5. Il résulte de l'instruction que le requérant produit une attestation du 11 février 2020 de participation à un stage de sensibilisation à la sécurité routière les 10 et 11 février 2020, non mentionnée dans le relevé d'information intégral relatif à sa situation. Si le ministre de l'intérieur soutient qu'à cette date le solde de points du requérant était négatif, il est constant que la décision d'invalidation du permis de conduire du requérant lui a été notifiée le 26 février 2020 et n'a ainsi pas été notifiée au requérant antérieurement à la date à laquelle il a effectué le stage de sensibilisation des 10 et 11 février 2020. Par conséquent, l'administration était tenue de prendre en compte le stage de sensibilisation effectué par le requérant et d'attribuer quatre points au solde de points du requérant.

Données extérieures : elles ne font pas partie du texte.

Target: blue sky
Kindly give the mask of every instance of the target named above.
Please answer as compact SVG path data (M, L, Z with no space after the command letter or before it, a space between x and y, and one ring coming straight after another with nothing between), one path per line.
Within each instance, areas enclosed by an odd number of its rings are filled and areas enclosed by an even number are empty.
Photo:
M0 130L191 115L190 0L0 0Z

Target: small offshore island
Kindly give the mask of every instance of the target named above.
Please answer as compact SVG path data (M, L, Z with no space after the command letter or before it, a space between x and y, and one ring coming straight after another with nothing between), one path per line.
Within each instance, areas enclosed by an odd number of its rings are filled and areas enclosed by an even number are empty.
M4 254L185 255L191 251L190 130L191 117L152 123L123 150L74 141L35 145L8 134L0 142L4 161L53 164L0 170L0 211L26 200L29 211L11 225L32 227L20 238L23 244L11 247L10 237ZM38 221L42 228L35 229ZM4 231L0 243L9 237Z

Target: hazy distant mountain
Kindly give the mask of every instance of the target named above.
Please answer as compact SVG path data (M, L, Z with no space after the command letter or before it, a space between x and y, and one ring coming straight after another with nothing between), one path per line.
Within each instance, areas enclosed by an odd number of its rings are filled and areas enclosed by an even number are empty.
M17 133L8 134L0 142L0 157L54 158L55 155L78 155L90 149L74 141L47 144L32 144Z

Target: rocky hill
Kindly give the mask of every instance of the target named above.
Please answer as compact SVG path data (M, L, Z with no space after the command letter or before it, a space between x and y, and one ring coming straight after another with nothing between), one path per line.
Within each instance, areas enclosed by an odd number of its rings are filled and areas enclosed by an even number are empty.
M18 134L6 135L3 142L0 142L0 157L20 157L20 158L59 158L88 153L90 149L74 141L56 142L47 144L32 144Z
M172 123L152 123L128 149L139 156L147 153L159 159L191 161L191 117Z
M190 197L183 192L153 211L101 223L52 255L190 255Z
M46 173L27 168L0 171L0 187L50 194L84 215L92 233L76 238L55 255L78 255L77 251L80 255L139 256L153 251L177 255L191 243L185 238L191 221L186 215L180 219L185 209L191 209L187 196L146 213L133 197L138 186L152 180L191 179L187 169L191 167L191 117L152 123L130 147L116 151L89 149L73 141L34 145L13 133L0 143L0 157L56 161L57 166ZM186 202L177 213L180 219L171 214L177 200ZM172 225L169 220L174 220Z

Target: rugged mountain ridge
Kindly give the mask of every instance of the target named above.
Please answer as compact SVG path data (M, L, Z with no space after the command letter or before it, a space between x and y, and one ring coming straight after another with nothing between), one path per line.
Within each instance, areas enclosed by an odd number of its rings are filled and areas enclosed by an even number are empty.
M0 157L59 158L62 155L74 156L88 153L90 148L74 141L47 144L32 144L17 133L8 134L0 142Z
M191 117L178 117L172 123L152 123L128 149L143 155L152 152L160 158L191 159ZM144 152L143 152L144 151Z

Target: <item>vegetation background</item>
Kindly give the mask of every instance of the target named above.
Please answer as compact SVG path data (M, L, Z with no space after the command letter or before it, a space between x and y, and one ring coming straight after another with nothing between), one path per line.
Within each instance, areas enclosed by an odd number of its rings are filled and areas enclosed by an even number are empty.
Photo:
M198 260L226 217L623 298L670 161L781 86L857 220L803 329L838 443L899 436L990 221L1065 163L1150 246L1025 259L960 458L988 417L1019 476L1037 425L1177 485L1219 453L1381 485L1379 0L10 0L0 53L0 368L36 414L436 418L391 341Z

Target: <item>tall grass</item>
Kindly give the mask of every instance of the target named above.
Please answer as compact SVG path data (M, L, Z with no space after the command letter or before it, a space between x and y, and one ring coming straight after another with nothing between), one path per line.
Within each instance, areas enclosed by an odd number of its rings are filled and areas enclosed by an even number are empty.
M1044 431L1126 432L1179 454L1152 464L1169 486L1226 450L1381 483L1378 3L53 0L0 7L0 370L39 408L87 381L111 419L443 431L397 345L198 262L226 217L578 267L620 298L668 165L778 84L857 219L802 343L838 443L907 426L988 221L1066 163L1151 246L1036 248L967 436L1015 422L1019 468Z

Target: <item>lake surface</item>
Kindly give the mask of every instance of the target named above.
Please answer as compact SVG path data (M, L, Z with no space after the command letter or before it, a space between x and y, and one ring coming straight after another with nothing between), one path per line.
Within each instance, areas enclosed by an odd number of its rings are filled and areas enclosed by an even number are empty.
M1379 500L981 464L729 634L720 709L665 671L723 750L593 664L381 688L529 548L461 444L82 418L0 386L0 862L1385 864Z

6. Il résulte de ce qui précède que M. B est fondé à demander l'annulation de la décision implicite de rejet née du silence gardé par l'administration sur sa demande en date du 12 février 2020 tendant à la comptabilisation de quatre points sur son permis de conduire à la suite du stage de sensibilisation à la sécurité routière effectué les 10 et 11 février 2020.

Sur les conclusions à fin d'injonction :

7. Aux termes de l'article L. 911-1 du code de justice administrative : " Lorsque sa décision implique nécessairement qu'une personne morale de droit public ou un organisme de droit privé chargé de la gestion d'un service public prenne une mesure d'exécution dans un sens déterminé, la juridiction, saisie de conclusions en ce sens, prescrit, par la même décision, cette mesure assortie, le cas échéant, d'un délai d'exécution.".

8. Eu égard aux motifs du présent jugement, l'exécution de celui-ci implique nécessairement, sous réserve de la commission de nouvelles infractions justifiant des retraits de points, l'attribution au capital de points affectés au permis de conduire du requérant des quatre points relatifs au stage de sensibilisation qu'il a effectué les 10 et 11 février 2020. Par suite, il y a lieu d'enjoindre au ministre de l'intérieur qu'il attribue ces points, dans la limite du capital de points affectés au permis de conduire de M. B, dans un délai de trois mois à compter de la notification du présent jugement.

DECIDE :

Article 1er : La décision implicite de rejet née du silence gardé par l'administration sur la demande en date du 12 février 2020 de M. B tendant à la comptabilisation de quatre points sur son permis de conduire à la suite du stage de sensibilisation à la sécurité routière effectué les 10 et 11 février 2020 est annulée.

Article 2 : Il est enjoint au ministre de l'intérieur d'attribuer, dans un délai de trois mois à compter de la notification du présent jugement, les quatre points relatifs au stage de sensibilisation effectué les 10 et 11 février 2020 par M. B, dans la limite du capital de points affectés à son permis de conduire.

Article 3 : Le présent jugement sera notifié à M. A B et au ministre de l'intérieur.

Rendu public par mise à disposition au greffe le 19 juillet 2022.

La présidente,

Isabelle Carthé MazèresLa greffière,

Sandrine Furbeyre

La République mande et ordonne au ministre de l'intérieur en ce qui le concerne ou à tous commissaires de justice à ce requis en ce qui concerne les voies de droit commun contre les parties privées, de pourvoir à l'exécution du présent jugement.